Despite much debate, SG2 has not reached consensus on whether manufacturers should be compelled to report adverse events involving use error. The guidance simply states that "The reportability of adverse events involving use error is not globally harmonised. Reportability is subject to regulatory requirements of the relevant NCA". In the absence of consensus, it is likely that Australia and the other regulatory agencies will continue to require reporting of events irrespective of whether or not there was use error.

Global Exchange of Vigilance Reports

Having developed a globally applicable reporting guidance, SG2 is now contemplating the possibility of a single, global adverse reporting scheme.

At present, some jurisdictions require that all adverse events, regardless of where in the world they occurred, must be reported. This often requires manufacturers to submit more than one report about the same event, a phenomenon known as "echo reporting". Other jurisdictions require adverse event reports that have occurred within their national boundaries.

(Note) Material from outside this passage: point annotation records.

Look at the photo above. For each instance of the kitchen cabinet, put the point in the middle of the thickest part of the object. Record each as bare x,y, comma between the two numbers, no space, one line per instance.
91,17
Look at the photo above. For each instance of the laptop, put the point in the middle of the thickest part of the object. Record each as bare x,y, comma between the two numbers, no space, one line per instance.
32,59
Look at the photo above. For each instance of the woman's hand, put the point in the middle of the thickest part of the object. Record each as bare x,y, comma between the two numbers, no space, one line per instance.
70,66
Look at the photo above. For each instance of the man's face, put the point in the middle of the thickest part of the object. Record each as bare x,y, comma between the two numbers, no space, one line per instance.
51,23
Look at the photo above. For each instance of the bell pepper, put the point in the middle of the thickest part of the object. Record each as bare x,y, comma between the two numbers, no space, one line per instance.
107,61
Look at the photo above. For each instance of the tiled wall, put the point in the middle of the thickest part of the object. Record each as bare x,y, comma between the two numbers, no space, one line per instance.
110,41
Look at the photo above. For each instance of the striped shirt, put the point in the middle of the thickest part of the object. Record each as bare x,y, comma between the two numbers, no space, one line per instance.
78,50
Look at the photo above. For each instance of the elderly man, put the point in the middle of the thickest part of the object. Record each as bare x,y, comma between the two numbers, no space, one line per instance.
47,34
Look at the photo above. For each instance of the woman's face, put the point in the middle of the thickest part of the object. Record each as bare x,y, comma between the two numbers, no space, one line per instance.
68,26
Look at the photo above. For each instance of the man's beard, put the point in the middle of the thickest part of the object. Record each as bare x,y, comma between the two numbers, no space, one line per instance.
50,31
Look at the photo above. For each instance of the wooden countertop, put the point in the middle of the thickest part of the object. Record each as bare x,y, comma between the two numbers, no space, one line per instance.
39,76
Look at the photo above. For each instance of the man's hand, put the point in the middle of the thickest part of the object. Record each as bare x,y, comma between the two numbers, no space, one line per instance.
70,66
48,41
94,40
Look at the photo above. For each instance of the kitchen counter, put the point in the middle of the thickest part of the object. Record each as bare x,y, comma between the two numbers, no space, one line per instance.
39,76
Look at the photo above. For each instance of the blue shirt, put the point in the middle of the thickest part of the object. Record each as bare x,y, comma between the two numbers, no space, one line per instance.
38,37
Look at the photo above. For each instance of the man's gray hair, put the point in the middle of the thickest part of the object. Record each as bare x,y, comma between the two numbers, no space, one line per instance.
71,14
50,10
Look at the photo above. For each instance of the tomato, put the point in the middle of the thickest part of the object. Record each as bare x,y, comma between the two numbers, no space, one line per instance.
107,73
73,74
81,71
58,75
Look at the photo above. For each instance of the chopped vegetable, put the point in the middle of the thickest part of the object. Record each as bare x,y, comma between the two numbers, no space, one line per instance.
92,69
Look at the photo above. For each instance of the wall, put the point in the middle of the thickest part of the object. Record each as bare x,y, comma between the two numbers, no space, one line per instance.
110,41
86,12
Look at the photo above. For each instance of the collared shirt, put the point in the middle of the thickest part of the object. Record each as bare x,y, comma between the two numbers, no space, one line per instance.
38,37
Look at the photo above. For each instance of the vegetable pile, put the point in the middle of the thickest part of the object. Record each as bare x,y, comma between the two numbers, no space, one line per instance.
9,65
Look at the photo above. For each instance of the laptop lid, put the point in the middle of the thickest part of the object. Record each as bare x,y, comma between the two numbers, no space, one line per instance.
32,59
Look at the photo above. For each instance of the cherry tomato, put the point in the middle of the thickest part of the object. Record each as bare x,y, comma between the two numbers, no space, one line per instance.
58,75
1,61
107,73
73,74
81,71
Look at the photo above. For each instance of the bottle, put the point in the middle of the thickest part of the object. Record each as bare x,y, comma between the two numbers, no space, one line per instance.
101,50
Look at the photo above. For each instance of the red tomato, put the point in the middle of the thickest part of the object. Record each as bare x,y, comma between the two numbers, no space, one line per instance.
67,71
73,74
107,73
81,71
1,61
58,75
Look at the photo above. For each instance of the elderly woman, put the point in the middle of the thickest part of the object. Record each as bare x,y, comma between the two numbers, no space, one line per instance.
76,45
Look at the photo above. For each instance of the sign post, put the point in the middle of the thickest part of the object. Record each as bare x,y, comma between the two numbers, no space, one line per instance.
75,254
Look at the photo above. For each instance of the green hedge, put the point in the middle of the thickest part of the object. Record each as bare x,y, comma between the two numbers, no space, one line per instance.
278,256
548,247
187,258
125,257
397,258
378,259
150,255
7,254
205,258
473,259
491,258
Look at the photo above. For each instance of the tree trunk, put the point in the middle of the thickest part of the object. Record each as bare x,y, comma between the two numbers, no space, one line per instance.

SG2 is exploring the possibility of manufacturers submitting adverse event reports to the NCA where the event occurred and for significant events to be shared between NCAs through a vigilance exchange scheme. Such a scheme is currently under pilot with participation from all GHTF members. For the pilot, SG2 has developed some broad reporting parameters intended to focus exchanges on high-risk problems where there is some element of decision on regulatory action. The pilot and other SG2 work may one-day result in the development of a global vigilance database, whereby vigilance information is exchanged passively between NCAs. However, the participants are adamant that a system where vigilance information is actively exchanged would be very useful.

Future Plans

SG2 is currently formulating recommendations in regards to timeframes for certain types of reports. Consensus is developing around a maximum of 30 days by which an adverse event report, including the results and conclusions of the manufacturer's investigation must be submitted to the relevant NCA. The group is discussing a much shorter timeframe for the reporting of "issues of significant public health concern".

The group is also developing a global data set for adverse event reporting. This will be the information required from a manufacturer when an adverse event report is submitted. This work is almost complete.